Son of Chadian President Idriss Déby

Brahim Déby Itno (إبراهيم ديبي إتنو DIN, 6 June 1980 – 2 July 2007) was the son of Idriss Déby, the former president of Chad.

==Personal life==
Brahim attended the University of Ottawa in Canada as a foreign exchange student and graduated in 2004 with a degree in business administration. It is claimed that, in 2005, President Déby held a secret meeting in which he expressed his desire to have Brahim succeed him at some point; this reportedly caused a rift in the family.

On 24 May 2006, Brahim Déby was arrested outside a Paris nightclub after getting involved in a brawl. During the fight, an unlicensed semi-automatic pistol fell from his pocket. Police later searched his house and found 375 grams of marijuana. On 3 June 2006, Brahim Déby was given a six-month suspended sentence for drugs and arms possession. He was subsequently sacked as an advisor to his father.

Déby was found dead by a security guard in his apartment building's parking garage in Courbevoie, a suburb of Paris, on 2 July 2007. Due to the apparently violent nature of his death, French authorities began investigating it as murder. An autopsy indicated that Déby, who was covered in white powder, died due to asphyxiation, probably from the powder, which was thought to have been sprayed from a fire extinguisher found near his body. Déby had a wound on his head, but this was thought to be unrelated to his death.

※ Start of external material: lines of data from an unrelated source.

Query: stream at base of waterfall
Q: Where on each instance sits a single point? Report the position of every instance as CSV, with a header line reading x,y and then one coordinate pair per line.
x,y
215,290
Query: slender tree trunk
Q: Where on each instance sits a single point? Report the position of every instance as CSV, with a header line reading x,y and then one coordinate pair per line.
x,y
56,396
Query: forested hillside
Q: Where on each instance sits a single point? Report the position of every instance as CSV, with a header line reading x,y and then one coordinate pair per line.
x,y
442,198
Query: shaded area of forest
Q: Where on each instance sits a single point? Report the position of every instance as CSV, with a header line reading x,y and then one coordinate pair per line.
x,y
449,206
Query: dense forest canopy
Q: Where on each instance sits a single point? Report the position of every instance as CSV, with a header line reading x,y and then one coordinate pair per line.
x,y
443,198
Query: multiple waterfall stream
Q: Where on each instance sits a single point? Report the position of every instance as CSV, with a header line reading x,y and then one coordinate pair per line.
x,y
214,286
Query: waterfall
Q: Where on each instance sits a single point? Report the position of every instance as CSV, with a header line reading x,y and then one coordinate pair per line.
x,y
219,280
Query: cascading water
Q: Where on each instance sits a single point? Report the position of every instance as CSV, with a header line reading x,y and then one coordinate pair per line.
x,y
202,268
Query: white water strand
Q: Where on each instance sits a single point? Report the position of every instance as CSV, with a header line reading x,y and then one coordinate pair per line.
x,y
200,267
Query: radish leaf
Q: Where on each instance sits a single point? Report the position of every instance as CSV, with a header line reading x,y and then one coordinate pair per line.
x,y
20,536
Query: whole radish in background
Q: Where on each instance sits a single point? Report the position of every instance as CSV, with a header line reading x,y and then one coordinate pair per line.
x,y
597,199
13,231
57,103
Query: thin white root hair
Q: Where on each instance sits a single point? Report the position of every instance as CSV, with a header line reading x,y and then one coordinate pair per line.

According to a lawyer for Déby's family on 17 July, Déby was attacked ten days after arriving in France from Chad; his father had advised him not to return to France due to his past legal issues there. Shortly prior to the attack, Déby was said to be very worried and had received a telephone call. He was attacked by four or five men disguised as policemen who waited for him to arrive at the parking garage. The attackers tasered Déby before killing him by spraying him with the fire extinguisher powder. They then searched his apartment for an unknown reason; it was speculated that the attackers might have been looking for money kept there by Déby.

Déby's body was returned to Chad aboard a specially chartered flight on the morning of 4 July. He was buried at midday on the same day in the Muslim cemetery in Lamadji, to the north of N'Djamena. The funeral was held privately but was nevertheless widely attended, with Déby's extended family, as well as government ministers and various political figures, present.

Five arrests (four in Paris, one in Romania) made in connection with Déby's death were reported on 28 November 2008. In 2011 four men were convicted of "robbery leading to death without intention to kill" and sentenced to prison sentences of between five and thirteen years; one man was acquitted. A further trial was held in 2013, after prosecutors protested the initial sentences as unduly lenient.